Figure 13 shows the continuous wavelet transform (CWT) using different parameters. The smallest scale (S0) decides the highest frequency. The ds decides the resolution of the results, Ns decides the range of the frequency. By balancing the result resolution, frequency range and calculation time, we have decided to perform the CWT using the following values, S0 = 6 × 3600 = 21,600, i.e. six-hourly event, ds = 0.025, and Ns = 300.
Figure 14 shows the CWT results of the original 1 year total traffic data using Morlet wavelet, with S0 = 21,600, ds = 0.025, and Ns = 300 as CWT parameters. The X axis is time of 1 year, and the Y axis is pseudo frequency. We can convert this pseudo frequency into event. Table 1 shows the pseudo frequencies in Hz of hourly, daily, weekly, two weekly, monthly and quarterly events. Using these pseudo frequencies we can then identify the corresponding hourly, daily, weekly, two weekly, monthly and quarterly events in Figure 11. The hot spot at the lower left corner is the when the system is upgraded. By using CWT, we can easily identify the event which is otherwise difficult to identify in the original time domain.

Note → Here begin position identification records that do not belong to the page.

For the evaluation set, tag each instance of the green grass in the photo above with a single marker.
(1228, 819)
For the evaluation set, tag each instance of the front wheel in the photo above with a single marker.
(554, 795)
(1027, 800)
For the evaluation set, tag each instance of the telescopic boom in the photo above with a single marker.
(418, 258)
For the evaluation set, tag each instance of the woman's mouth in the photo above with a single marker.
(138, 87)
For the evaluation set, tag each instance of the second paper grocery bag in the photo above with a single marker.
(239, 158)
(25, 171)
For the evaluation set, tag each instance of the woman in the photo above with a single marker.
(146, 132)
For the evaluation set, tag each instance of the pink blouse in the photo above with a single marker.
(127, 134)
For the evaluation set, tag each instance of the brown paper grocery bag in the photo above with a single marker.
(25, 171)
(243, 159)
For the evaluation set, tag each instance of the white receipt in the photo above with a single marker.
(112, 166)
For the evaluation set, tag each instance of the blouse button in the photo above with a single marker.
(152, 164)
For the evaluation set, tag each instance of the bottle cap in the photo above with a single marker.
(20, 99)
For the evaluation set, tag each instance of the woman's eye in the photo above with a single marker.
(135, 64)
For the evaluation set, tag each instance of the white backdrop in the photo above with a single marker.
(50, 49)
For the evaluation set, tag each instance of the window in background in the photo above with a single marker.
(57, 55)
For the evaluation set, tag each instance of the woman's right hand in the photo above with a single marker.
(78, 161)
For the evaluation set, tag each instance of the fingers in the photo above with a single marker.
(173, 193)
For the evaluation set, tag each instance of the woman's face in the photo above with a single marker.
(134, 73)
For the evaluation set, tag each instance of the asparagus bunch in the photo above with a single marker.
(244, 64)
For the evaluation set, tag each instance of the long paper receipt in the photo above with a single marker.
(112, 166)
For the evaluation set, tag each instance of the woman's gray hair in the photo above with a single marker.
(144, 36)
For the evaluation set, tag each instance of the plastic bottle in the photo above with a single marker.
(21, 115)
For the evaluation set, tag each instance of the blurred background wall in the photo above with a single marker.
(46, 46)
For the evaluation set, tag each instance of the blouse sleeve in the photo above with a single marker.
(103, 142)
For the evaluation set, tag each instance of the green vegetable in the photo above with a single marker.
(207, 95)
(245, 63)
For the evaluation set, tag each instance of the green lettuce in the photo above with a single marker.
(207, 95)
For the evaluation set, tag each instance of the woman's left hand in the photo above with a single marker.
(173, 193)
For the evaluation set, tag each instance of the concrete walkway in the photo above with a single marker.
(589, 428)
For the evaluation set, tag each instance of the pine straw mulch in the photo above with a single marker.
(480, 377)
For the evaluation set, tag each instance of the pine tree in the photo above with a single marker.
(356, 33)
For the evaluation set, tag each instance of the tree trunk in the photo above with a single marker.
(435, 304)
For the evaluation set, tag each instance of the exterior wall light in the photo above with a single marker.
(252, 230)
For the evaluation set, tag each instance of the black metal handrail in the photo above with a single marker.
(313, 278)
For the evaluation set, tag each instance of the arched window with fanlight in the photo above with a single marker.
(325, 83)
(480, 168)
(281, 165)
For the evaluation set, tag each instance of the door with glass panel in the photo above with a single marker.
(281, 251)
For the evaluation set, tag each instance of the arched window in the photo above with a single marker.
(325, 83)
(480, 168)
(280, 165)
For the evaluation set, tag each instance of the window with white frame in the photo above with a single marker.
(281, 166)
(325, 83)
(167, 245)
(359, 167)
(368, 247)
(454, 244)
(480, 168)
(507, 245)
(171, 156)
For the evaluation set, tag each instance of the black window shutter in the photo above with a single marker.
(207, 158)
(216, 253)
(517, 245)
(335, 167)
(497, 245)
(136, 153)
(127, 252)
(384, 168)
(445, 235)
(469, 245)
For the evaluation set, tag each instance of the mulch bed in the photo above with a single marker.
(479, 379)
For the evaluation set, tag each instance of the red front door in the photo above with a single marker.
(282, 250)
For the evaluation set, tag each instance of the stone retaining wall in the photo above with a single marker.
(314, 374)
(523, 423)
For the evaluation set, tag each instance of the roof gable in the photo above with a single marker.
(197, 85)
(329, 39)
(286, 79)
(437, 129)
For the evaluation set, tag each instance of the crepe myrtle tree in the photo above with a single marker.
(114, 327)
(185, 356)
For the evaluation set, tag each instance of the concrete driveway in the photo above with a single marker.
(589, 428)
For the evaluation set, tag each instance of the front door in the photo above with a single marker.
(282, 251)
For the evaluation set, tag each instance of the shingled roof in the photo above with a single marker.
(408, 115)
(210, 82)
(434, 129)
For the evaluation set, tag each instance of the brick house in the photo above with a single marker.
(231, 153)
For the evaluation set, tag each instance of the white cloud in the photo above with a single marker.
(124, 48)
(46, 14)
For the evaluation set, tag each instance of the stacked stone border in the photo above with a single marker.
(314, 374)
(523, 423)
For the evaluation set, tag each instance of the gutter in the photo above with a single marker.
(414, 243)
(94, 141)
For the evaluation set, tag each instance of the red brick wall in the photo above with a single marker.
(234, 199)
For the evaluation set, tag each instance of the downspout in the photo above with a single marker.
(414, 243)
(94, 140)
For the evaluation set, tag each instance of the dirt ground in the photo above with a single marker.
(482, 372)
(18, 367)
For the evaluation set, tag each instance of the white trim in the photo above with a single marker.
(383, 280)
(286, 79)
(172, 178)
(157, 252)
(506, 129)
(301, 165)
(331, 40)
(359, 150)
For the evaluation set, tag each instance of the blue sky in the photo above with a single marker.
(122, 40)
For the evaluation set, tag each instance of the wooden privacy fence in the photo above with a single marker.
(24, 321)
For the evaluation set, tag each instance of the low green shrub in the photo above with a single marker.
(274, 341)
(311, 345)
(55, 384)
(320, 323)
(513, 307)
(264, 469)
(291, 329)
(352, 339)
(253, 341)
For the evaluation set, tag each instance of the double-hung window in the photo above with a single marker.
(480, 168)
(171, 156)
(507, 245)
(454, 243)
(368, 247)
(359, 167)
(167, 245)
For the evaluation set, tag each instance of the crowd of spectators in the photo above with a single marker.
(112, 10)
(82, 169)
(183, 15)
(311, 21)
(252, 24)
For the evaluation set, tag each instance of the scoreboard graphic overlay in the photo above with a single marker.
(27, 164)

|Time||Pseudo frequency (Hz)|
Figure 15 shows the CWT results of the WWW traffic data using the same wavelet and same parameters. The results show that half daily and daily events happen throughout the year. They are highly seasonal, as you can clearly identify the summer, Christmas, and Easter gaps. The half daily and daily events also show clear day and night effects, as well as weekday and weekend effect, while weekly, two weekly and monthly events are patchy, with no seasonal effects.
Figure 16 shows the CWT results of the Email traffic data using the same wavelet and same parameters. The results show that hourly event and quarter daily events happen throughout the year. The Christmas gap is obvious whilst the summer and the Easter gaps are not. They also show clear weekday and weekend effects. The half daily, daily and weekly events are very patchy, with no seasonal effects. This kind of time-frequency results can help us to understand the traffic characteristics better.
We present out latest study on using wavelet transform technique for analysing the educational network traffic data. The 2D and 3D presentation network traffic data, i.e. traffic in 24 h and 365 days, helps us to understand better the network traffic pattern. With wavelet transform, we are able to perform network traffic data decomposition and data denoising. With continuous wavelet transform (CWT), we can analyse the data and show how the frequency content of the data changes over time. The CWT analysis shows different characteristics of total traffic data, WWW data and Email data. This time dependent frequency varying information, which is lacking in other techniques, such FFT, is very useful for network traffic analysis. By using CWT, we can easily identify the event which is otherwise difficult to identify in the original time domain.
We thank London South Bank University for the financial support of this study.